The Metropolitan Water District says it has a proven record of aggressive water conservation. In documents for Monday's meeting, the district said that per capita water use in Southern California has declined by about 24 percent since 1990, even as the region's population grew by 5 million, and it has spent $750 million over 25 years on water use efficiency.
The district noted that the governor's order directs the State Water Resources Control Board to take such efforts into consideration in setting specific reduction goals.
The water district, which imports water from the Colorado River and Northern California to supplement local supplies, was most recently forced to slash water deliveries in 2009 and 2010.

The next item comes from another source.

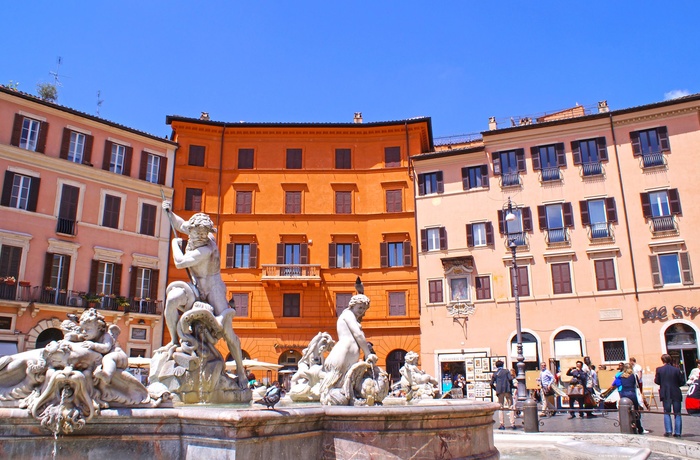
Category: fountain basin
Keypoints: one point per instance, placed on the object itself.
(432, 429)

Last year, the agency delivered 2.1 million acre-feet of water and will supply 300,000 acre-feet less this year under the proposal. An acre-foot is enough to cover a football field with a foot of water or meet the annual needs of about two households.
If cuts are approved by the full board on Tuesday, they would take effect in July. Cities that need more water would have to pay a penalty — up to four times the normal price — for extra deliveries.
During the last drought, water districts lived within their means and didn't end up purchasing expensive water.
The proposed tightening of water supplies comes as state surveyors earlier this month found the lowest snow level in the Sierra Nevada snowpack in 65 years of record-keeping.
Ongoing dry conditions have prompted the water district to dip into its reserves to meet demand. Regional reserves stand at about 1.2 million acre-feet, less than half of what was in storage at the end of 2012.